The Ministry of Finance of Ghana has announced the expiration of restrictions on new domestic bond issuance, marking a significant shift in the country’s post-debt restructuring strategy.
In a press release dated March 2, 2026, the Ministry stated that the three-year restriction, imposed in 2023, has officially lapsed.
The measure was introduced following Ghana’s debt default and the implementation of the Domestic Debt Exchange Programme (DDEP), which temporarily limited the government’s ability to issue new domestic bonds.
According to the Ministry, the expiration comes at a time of improved macroeconomic stability.
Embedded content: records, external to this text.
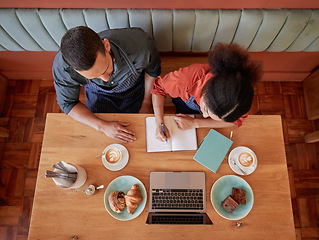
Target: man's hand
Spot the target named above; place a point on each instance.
(146, 108)
(118, 131)
(184, 121)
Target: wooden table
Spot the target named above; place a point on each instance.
(60, 214)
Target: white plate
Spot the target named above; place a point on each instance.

It cited declining inflation, rising investor confidence and a stronger overall economic outlook, supported by a robust medium-term debt management strategy and strengthened fiscal buffers.
The statement noted that since 2025, government has consistently honoured all coupon payments and obligations under the restructured bonds. This, it said, demonstrates renewed credibility, fiscal discipline and a firm commitment to responsible debt management.
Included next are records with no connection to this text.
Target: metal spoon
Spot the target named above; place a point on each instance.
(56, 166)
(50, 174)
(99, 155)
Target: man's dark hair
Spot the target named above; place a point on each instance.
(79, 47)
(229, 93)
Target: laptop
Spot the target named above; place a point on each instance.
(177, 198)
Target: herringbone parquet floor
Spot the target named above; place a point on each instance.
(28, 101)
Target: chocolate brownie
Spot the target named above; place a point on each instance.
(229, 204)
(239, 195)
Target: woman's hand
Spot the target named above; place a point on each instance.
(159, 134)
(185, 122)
With the restrictions lifted, government is expected to reduce its heavy reliance on short-term Treasury bills to finance budgetary needs.
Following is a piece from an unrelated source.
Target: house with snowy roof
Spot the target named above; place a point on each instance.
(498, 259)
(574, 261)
The move will allow for the issuance of longer-dated domestic bonds, which are generally considered more sustainable for managing public debt and improving cash flow stability.
The Ministry further indicated that the development signals confidence in Ghana’s ongoing economic recovery efforts and its capacity to manage debt prudently.
The administration of President John Dramani Mahama expressed gratitude to Ghanaians for their patience and cooperation throughout the difficult restructuring period, acknowledging the sacrifices made during the economic adjustment process.
The Ministry concluded that the new phase of bond issuance will be guided by transparency, market discipline and long-term fiscal sustainability objectives.